Le poète breton Glenmor, souvent cité par notre ami et collaborateur Daniel Perron, a résumé cette pensée par une formule très juste : « Les libertés sont des pierres précieuses. Il en est d'ailleurs comme il en est des pierres : les riches en ont beaucoup ». L'amendement du Sénat, c'est une pierre précieuse pour les semenciers puisqu'il garantit, dans votre esprit, l'introduction sans distinction des OGM.

Il faut lire le rapport du Sénat pour comprendre le véritable hold-up intellectuel qui est à l'oeuvre.

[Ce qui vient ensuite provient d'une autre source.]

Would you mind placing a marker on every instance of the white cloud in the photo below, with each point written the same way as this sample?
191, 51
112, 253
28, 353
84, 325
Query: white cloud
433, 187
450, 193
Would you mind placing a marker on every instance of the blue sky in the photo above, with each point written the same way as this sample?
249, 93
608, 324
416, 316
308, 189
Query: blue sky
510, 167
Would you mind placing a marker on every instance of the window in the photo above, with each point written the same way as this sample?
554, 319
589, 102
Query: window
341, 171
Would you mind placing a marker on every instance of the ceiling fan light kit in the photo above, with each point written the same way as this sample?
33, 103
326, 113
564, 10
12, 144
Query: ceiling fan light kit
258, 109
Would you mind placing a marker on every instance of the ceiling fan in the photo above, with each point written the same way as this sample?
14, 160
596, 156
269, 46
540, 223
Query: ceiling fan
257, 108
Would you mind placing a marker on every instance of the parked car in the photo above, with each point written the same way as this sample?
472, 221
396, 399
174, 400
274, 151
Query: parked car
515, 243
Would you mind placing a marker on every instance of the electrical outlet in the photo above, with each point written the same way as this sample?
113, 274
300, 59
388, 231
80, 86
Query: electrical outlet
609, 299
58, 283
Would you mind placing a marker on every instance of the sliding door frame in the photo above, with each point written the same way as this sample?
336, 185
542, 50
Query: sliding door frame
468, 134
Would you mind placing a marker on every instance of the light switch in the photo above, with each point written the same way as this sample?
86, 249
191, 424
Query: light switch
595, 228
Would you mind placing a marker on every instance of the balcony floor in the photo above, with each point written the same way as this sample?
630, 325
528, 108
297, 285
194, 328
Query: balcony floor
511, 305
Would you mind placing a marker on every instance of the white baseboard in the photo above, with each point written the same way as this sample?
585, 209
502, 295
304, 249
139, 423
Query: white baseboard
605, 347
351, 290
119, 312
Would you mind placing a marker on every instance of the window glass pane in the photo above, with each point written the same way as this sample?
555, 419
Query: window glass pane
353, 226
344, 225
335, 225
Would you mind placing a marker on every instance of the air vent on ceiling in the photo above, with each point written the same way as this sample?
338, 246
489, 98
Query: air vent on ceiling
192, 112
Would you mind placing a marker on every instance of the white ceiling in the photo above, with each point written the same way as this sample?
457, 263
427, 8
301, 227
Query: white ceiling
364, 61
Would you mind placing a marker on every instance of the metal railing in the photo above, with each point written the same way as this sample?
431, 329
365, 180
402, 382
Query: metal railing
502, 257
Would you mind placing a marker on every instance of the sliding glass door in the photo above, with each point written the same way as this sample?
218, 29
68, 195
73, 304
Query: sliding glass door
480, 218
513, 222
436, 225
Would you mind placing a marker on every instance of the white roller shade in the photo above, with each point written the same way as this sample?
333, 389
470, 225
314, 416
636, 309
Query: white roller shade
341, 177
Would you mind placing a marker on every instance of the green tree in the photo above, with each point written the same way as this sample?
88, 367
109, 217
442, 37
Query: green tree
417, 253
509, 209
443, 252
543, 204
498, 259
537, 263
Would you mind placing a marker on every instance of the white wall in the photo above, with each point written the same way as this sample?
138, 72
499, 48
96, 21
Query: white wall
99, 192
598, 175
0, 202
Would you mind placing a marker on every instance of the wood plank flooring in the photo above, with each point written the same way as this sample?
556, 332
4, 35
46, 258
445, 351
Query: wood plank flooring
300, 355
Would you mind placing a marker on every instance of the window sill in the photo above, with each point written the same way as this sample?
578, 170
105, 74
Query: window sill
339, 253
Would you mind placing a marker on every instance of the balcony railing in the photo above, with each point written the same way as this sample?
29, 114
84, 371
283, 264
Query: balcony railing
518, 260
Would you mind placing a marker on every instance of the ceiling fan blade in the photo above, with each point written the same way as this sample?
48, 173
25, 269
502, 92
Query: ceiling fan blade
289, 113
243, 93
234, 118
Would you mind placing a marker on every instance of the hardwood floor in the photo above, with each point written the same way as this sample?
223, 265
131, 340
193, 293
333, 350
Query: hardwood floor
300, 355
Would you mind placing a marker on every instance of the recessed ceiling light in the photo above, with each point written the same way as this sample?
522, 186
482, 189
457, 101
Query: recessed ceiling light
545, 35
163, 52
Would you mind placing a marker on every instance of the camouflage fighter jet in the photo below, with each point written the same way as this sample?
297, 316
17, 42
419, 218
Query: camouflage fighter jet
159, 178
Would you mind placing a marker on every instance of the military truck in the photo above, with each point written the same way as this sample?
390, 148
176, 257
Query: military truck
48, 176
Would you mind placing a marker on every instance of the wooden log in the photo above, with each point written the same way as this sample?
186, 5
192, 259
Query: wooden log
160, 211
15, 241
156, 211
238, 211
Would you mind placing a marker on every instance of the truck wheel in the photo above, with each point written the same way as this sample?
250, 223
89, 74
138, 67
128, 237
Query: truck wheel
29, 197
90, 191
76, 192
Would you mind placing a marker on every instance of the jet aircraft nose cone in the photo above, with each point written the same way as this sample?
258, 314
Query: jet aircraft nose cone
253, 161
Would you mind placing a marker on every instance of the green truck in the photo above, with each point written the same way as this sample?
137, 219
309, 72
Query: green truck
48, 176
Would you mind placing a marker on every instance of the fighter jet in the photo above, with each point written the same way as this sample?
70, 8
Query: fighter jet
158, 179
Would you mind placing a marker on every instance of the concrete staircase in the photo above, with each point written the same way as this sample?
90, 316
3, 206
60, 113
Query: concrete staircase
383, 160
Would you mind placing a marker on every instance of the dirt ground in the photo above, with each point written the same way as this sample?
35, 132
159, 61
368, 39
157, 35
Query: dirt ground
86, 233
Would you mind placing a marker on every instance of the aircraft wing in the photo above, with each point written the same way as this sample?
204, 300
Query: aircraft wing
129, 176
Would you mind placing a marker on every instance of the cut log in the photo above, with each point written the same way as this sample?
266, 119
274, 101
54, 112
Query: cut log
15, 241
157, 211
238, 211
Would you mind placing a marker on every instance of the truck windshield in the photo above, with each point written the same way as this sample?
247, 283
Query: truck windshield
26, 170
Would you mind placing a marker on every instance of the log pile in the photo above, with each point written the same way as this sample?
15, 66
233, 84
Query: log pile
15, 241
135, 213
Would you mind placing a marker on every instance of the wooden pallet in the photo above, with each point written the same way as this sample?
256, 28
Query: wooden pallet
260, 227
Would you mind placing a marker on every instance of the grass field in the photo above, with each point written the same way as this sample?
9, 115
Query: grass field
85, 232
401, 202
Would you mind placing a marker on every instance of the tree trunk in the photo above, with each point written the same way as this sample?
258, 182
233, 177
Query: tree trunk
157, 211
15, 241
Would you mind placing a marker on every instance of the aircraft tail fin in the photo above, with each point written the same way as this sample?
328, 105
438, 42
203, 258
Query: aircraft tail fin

Il précise en effet qu'il faut rappeler notamment « que la définition du “sans OGM” doit respecter la règle européenne, qui est simple : un produit doit être étiqueté comme contenant des OGM s'il en contient plus de 0,9 % et ne doit pas l'être s'il en contient moins de 0,9 % ».

La douleur occasionnée par l'adoption de l'amendement n° 252 a dû égarer les analystes du Sénat. Cet amendement en effet ne vise pas l'étiquetage mais la définition du « sans OGM », ce qui n'est pas la même chose ! Je tiens à vous rappeler que cette définition existe dans notre corpus administratif. Elle est posée par la DGCCRF dans une note d'information du 16 août 2004 qui, après avoir présenté le droit européen, précise ce que la France peut faire.

Chers collègues, quelques remarques s'imposent !

D'abord, il faudra expliquer aux consommateurs pourquoi, en raison de l'adoption de la loi sur les OGM, leurs intérêts seront moins bien protégés dans le cadre de la réglementation. Si tel est le cas, alors vous prouverez que votre objectif est d'imposer à tous les OGM en violant les consciences. Il y a quelque temps, la majorité a adopté un projet de loi dont l'objet est de « conforter la confiance et la protection des consommateurs ». Il serait pour le moins paradoxal qu'une autre loi vienne balayer cette confiance et cette protection. Mais c'est sans doute cela que vous appelez la rupture.